Die Anfänge der Geschichte der Familie Raczyński sind ungenügend dokumentiert. Ihre Stammväter waren vermutlich Ritter aus der Wappengemeinschaft Nałęcz, die im 15. Jahrhundert in Raczyn und anderen kleinen Anwesen in der Gegend von Wieluń lebten. Sie waren sehr fruchtbar und mussten somit ihre Ländereien in immer kleinere aufteilen. Die Familie bekleidete ausschließlich lokale Ämter, und kein einziges ihrer Mitglieder erreichte den Status des mittleren Adels. Der soziale Aufstieg eines Zweigs der immer größer werdenden Familie begann mit Zygmunt (ca. 1590–1662), der sich im Norden Großpolens niederließ, in der bewaldeten und damals noch schwach besiedelten Gegend von Nakel an der Netze (Nakło nad Notecią). Er zeichnete sich durch Betriebsamkeit und Unternehmungsgeist aus, sodass er sich allmählich von dem örtlichen Adel abhob. Er bekam die Starostei Jasieniec (1648) in der Woiwodschaft Pommern und wurde Abgeordneter für den Sejm Großpolens (1658). Zygmunt verfügte über ein großes Vermögen, darunter die Kleinstadt Łobżenica und über ein Dutzend Dörfer. Von seinen vier männlichen Nachkommen waren die zwei mittleren Söhne von Bedeutung, welche zwei getrennte Familienzweige begründeten: Franciszek Stefan den kurländischen, und Michał Kazimierz den großpolnischen.

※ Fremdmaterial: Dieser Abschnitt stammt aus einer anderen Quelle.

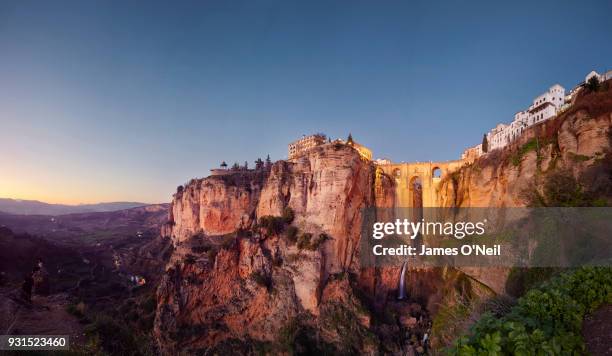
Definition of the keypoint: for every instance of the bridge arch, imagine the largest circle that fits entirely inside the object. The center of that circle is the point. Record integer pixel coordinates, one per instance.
(430, 175)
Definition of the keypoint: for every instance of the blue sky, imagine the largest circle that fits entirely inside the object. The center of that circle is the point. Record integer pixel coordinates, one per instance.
(116, 100)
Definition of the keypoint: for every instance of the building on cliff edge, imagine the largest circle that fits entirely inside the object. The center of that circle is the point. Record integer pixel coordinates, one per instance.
(545, 106)
(304, 144)
(301, 146)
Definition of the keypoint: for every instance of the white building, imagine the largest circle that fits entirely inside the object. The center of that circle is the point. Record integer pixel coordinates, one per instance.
(546, 105)
(601, 77)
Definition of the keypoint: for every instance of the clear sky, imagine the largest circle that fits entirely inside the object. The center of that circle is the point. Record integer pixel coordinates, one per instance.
(125, 100)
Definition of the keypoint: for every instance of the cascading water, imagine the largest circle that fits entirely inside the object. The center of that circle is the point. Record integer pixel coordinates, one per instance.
(401, 294)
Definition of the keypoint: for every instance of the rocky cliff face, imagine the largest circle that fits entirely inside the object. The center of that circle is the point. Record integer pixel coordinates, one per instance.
(237, 282)
(577, 142)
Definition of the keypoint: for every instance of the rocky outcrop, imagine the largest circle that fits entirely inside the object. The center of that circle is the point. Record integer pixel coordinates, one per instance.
(234, 280)
(254, 286)
(577, 141)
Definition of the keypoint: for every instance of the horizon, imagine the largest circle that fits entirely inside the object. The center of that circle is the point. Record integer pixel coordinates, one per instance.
(118, 102)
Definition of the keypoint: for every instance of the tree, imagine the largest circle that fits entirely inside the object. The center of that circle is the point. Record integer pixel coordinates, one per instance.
(593, 83)
(485, 144)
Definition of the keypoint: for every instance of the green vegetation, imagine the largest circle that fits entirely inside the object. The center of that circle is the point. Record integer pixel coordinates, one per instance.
(579, 158)
(262, 279)
(547, 320)
(288, 215)
(304, 241)
(561, 189)
(291, 234)
(531, 145)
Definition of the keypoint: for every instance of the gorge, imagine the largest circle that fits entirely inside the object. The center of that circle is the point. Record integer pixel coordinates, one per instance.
(268, 260)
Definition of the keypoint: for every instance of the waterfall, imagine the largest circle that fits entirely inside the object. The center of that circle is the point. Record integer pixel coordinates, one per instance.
(401, 294)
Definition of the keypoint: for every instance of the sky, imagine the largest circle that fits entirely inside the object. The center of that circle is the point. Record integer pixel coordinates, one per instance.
(125, 100)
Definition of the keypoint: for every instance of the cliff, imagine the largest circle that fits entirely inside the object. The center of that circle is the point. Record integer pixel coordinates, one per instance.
(237, 280)
(268, 260)
(576, 142)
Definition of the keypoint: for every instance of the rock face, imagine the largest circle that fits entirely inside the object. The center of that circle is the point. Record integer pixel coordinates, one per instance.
(234, 281)
(258, 283)
(577, 141)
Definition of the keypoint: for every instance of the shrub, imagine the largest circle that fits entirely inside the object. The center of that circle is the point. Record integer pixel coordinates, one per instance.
(288, 215)
(304, 240)
(291, 234)
(273, 224)
(547, 320)
(190, 259)
(262, 279)
(211, 254)
(316, 243)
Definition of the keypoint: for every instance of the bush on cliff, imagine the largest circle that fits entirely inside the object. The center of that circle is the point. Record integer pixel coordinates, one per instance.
(547, 320)
(291, 234)
(304, 240)
(274, 225)
(288, 215)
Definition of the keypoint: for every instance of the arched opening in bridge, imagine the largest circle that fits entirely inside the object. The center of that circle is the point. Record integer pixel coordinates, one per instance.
(436, 172)
(416, 197)
(397, 173)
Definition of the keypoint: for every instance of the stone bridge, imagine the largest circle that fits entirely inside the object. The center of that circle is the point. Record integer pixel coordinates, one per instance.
(428, 174)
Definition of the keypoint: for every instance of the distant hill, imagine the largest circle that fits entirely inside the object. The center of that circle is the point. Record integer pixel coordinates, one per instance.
(34, 207)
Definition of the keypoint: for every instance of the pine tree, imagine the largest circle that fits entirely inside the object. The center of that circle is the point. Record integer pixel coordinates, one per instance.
(485, 143)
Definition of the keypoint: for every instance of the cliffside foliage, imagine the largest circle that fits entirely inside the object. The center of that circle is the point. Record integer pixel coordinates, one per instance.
(561, 189)
(547, 320)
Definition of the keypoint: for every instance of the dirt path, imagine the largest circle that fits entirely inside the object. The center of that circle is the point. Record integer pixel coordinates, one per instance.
(597, 331)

Franciszek Stefan (1648–1689) machte in seinem kurzen Leben keine politische Karriere, dafür wurde er aber für die Geschichte der Familie Raczyński sehr wichtig. 1680 heiratete er die aus einer vermögenden deutschen Adelsfamilie stammende Anna Ursula von Heidenstein, die fünf Jahre später verstarb und ihm den Sohn Zygmunt, zwei Töchter, ein großes Vermögen und äußerst wertvollen Schmuck hinterließ. Noch in demselben Jahr vermählte sich Franciszek erneut, diesmal mit einer nicht näher bekannten Adligen Powalska, die ihm den Sohn Andrzej schenkte. Als er vier Jahre später im Sterben lag, waren alle seiner Kinder minderjährig. Sie kamen in die Obhut ihres Onkels Jan, und anschließend der jüngeren Brüder ihres Vaters: Michał und Piotr. Nachdem beide Söhne von Franciszek volljährig geworden waren, verklagten sie – auch im Namen ihrer Schwestern – ihre Verwandten wegen des Nachlasses ihres Vaters, insbesondere wegen des mütterlichen Schmucks. Der Prozess, der mehrere Jahre dauerte, brachte dennoch keinerlei Kenntnis über den Verbleib vom Vermögen und Schmuck Anna von Heidensteins. Ihr Verlust führte jedenfalls zu einem Bruch in dem immer bedeutender werdenden Adelsgeschlecht sowie zur deutlichen Verarmung von Franciszeks Kindern und Enkelkindern.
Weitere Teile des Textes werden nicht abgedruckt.